干燥的热气扑面而来,梁竞坷放下书包,看着空调那儿显示的温度,皱了皱眉:“又开这么高?不觉得闷得慌吗?”
陈奕调低温度,嘿嘿笑了两声。
梁竞坷看她一眼,走进卫生间。
门刚关上,就听见她哒哒跑来的声音。
咚咚咚。
“我们待会去吃什么啊?”
“陈奕!”梁竞坷扶额看着靠在门外的身影,太阳穴凸凸地跳。
“干嘛?”
“你先走开!”
陈奕捂住嘴轻笑,偷偷躲到他看不到的墙边。
过了一会儿,里面传来抽水马桶的声音,陈奕赶紧往里间走。
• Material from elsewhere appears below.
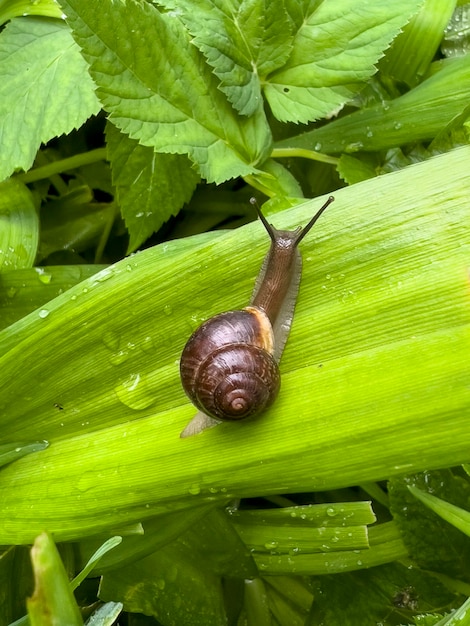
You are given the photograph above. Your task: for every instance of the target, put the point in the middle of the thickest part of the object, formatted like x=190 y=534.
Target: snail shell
x=227 y=367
走着走着,一只手从衣领处把她提溜起来。
“啊!”
梁竞坷冰凉的手贴着她后颈那块敏感的软肉,她打了个激灵,挣扎着缩起脖子,结果是越贴越近。
“哎呀!”陈奕一下子没站稳差点坐地上,赶紧告饶:“我错了……我错了!”
梁竞坷盯着她通红的脸看了两秒,松开手。
陈奕赶快跳开,离他远远的。她整理着乱糟糟的头发和衣服,脸上明显写着不服气。
梁竞坷眯了眯眼,又把爪子伸过来。
啪。
陈奕打开他的手,忙不迭地收拾东西套上外套。一本正经道:“别闹了,快走快走。等你等得我肚子都饿了。”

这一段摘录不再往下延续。